Supporting my [late 20s M] sister [early 20s F] after she was raped

Your doing the right thing, going to police will tough just keep supporting and believing her. Take care of yourself too

http://www.bandbacktogether.com/How-To-Help-Someone-Heal-From-Sexual-Assault/ Long Term Help After A Rape:

If your friend seems to be having a particularly hard time recovering from the rape, gently suggest that he or she speak to a counselor trained to help victims of rape.

Help your friend seek therapy for the assault by finding a list of local therapists or support groups that specialize in working with the victims of sexual assault. Often, while very depressed, it is hard for a rape victim to take these steps on his or her own.

Remind your friend who has been through a sexual assault that he or she is not to blame - the guilt and the what ifs can plague a person who has been assaulted for a long time.

Expect that your loved one will experience many emotions following a rape or sexual assault. Feelings of anxiety, fear, humiliation, shame, guilt, anger, numbness and confusion are common following a sexual assault.

Give them time - if your loved one indicates that he or she is still struggling, remind them that there is no timetable for recovering from a rape. Recovery is a slow, gradual process.

If your loved one is a male who is admitting that he was raped, take extra care to reassure him that you believe him. Many people do not believe that men can be the victim of a rape - this could not be farther from the truth. Men and women can both be the victim of a sexual assault.

Read more about male sexual assault.

Help your loved one who was raped to feel that they are now safe. It may take time for a rape victim to feel safe; to begin to participate in activities when they are ready - this is okay. If they ask for your companionship to various activities - including support groups - be sure to provide it if you can.

Allow your loved one to make choices for him or herself. Being raped is the ultimate type of loss of control over their environment.
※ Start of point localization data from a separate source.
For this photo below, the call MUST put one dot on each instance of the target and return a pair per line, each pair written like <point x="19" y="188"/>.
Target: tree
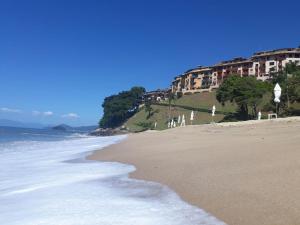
<point x="171" y="98"/>
<point x="289" y="80"/>
<point x="246" y="92"/>
<point x="118" y="108"/>
<point x="148" y="109"/>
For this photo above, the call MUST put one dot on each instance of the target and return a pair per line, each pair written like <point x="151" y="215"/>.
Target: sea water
<point x="45" y="180"/>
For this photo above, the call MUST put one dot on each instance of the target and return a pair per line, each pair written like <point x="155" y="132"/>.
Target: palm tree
<point x="171" y="98"/>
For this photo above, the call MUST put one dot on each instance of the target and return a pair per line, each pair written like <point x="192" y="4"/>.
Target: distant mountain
<point x="13" y="123"/>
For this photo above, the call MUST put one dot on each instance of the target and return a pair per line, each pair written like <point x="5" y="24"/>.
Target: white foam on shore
<point x="40" y="186"/>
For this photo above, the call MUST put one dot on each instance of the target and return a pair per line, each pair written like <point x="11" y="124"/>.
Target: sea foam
<point x="44" y="183"/>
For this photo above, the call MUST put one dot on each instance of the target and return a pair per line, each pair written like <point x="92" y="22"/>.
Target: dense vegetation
<point x="246" y="92"/>
<point x="236" y="99"/>
<point x="118" y="108"/>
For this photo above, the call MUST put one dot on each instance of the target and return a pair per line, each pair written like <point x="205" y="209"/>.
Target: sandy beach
<point x="245" y="173"/>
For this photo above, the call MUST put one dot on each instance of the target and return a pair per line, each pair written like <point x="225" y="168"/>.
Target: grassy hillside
<point x="200" y="103"/>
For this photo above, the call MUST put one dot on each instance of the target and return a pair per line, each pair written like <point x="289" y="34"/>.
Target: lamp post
<point x="277" y="94"/>
<point x="213" y="111"/>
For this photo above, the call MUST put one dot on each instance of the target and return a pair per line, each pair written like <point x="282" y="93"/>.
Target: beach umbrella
<point x="183" y="121"/>
<point x="277" y="93"/>
<point x="259" y="115"/>
<point x="192" y="117"/>
<point x="213" y="111"/>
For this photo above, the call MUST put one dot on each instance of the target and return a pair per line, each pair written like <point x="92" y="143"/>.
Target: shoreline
<point x="242" y="173"/>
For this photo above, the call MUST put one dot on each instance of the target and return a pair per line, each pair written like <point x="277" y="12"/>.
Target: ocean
<point x="45" y="180"/>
Don't step in and try to take charge - allow your friend or loved one to make their own decisions as a way to begin the road to empowerment.

Ask - rather than assume you know best - how best you can help your friend. This can help your friend begin the path to recovery and begin to rebuild trust.

It's natural to be overprotective of a loved one who has been raped - however, your loved one may not appreciate being treated with "kid gloves" or coddled. Play it by ear - you know your loved one best - and if all else fails, ASK them what they want and need from you.

If you are having a hard time coping with the feelings that the rape has stirred up inside you, consider talking to a therapist or counselor about how to manage your OWN feelings.

Self-Care

Regardless of whether you are a victim, a survivor, or a loved one, taking care of yourself is the best way to help others. There are many ways we can take care of ourselves.

http://www.pandys.org/articles/tipsforfriends.html It can be hard to know what to do to help a friend or family member who has been raped or sexually assaulted. Here are some tips on what to do (and what not to do) and how to cope yourself.

What to say to a rape or sexual abuse survivor:

I'm sorry this happened to you.

It wasn't your fault.

You survived; obviously you did the right things.

Thank you for telling me.

I'm always here if you want to talk.

Can I do anything for you?

Depending on your relationship with the survivor and the trust she has in you, she may experience a flashback or panic attack in your presence. It can be frightening and difficult to know what to do during a situation like this, but here are a few suggestions.

Panic Attacks

  • Remind the survivor of where she is. Ask her to sit down and place her feet on the floor. Describe her surroundings to her, and ask her to do the same.

  • Remind the survivor to take deep breaths.

  • If the survivor has medication she is prescribed to take during panic attacks, such as Xanax, remind her that if she needs it, it is available.